A strop is essentially a piece of leather. A knife can be sharpened by using a strop, which aligns the edge and helps the knife cut. When loading a strop with a compound, it can polish the blade, and hone the edge. I usually can shave as sharp as possible after sharpening a Fine Spyderco ceramic.
Anyhow, this instructable is mainly about how to load a strop, or to apply compound. Diamond paste, for example, is a compound made from DMT. The green, chromium oxide compound from Sears works for me. It cost around $3. Basically, it’s a block of craftsman polishing compound.
The following are necessary:
- Strops (a piece of leather works best, although jeans may also work.
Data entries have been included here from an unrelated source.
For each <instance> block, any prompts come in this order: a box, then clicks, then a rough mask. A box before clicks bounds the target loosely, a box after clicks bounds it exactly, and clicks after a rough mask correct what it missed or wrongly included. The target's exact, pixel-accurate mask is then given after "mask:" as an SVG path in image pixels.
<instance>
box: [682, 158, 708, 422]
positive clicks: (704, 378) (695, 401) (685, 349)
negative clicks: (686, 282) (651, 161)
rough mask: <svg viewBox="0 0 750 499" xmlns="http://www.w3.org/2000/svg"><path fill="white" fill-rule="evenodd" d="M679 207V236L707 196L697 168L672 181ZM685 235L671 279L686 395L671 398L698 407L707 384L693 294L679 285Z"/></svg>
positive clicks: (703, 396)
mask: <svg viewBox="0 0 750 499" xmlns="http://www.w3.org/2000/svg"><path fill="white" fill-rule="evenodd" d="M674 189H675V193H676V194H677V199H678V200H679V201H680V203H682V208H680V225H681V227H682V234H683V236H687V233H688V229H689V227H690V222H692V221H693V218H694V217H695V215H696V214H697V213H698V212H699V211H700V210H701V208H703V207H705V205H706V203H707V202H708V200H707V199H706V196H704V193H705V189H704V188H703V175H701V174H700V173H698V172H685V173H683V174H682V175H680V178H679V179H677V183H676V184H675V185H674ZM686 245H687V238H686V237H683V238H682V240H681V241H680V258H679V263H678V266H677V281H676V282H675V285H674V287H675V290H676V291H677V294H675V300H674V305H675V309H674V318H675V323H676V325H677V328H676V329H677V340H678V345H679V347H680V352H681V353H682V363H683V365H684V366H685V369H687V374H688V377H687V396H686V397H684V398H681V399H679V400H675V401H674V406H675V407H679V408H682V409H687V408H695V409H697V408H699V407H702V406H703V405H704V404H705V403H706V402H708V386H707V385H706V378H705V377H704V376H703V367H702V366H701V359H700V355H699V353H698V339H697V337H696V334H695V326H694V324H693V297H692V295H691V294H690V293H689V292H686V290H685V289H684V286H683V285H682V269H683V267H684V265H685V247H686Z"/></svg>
Some people prefer balsa wood.)
- Stove (hopefully you have one… or just an open campfire in the middle of the woods)
- Buffing compound (I got the one from Sears, “Craftsman Green buffing compound”)
- A paper towel or toilet paper (You may need to borrow some from a fast food restaurant)
Get the Strop Clean
You can skip this step if you have a clean piece of leather. I use ispropyl alcohol to clean the strop, rubbing it down to remove most of the dirt. Following this, I sand the compound along a 320-grit piece of sandpaper to both clean and prepare the surface for adhesion.
However, if you are thinking about getting the best leather strop, we offer the most reliable recommendations.
Use the Compound
It looks and smells like a big crayon, doesn’t it? To color in the strop, use light, fast strokes. If you didn’t have a great childhood, you should take the compound and rub it back and forth. It is important to build up some friction, heat the strop, and get things moving. Efforts smear into a strop, then congratulations!
The next step can also be skipped. Nevertheless, if your compound doesn’t cover the strop evenly, you’ll have to rub it in. Those who use paste, such as DMT diamonds, should rub a drop or so on their fingers, and let it dry.
Make Sure to Rub It In
Make sure you tap the strop a few times to dislodge any loose items, and then move into the kitchen.
Firstly, the stove top should be heated, and then the leather should be heated. Eventually, the compound will melt, much like a crayon, but at a much lower temperature. Once the compound has melted, or looks liquidy, or is just softer, take the paper towel and rub it back and forth. You probably didn’t heat the compound enough if it flakes and falls off. Continue until you are satisfied with the amount of compound. Usually, I have just a thin coating.
You shouldn’t get too close to the fire, but the leather might warp a little anyway. No worries, it will be pressed back down by a heavy book. The strop will flatten out again with regular use.
It should feel waxy and slippery if you did it correctly. It’s like there’s compound on it (duh!). A finger shouldn’t stick to it like normal leather, but should glide over it. You might not be able to see anything if it’s a thin layer. Your leather might look like algae had a ball on it if it’s really thick.
Using a strop is similar to sharpening a knife, but in reverse. Imagine that you are going to sharpen your knife, but move it backwards, so that the edge will not cut into the leather. In other words, the knife should be traveling in the opposite direction of the cutting edge. The best stroke is a gentle one. To strop, you should feel a slight resistance from the leather, but do not press into it, or else you will dull your edge. Feel the slight drag as you press.
The instructable is pretty simple, but I just wanted to share this guide loading a strop because I love strops! When you’re bad at sharpening, they really help. While it won’t make a dull knife sharp (well technically, given enough time, even water can sharpen a knife), it can help make it better. As opposed to the unyielding stone, the leather has a bit of give, so it will conform to the knife’s angle.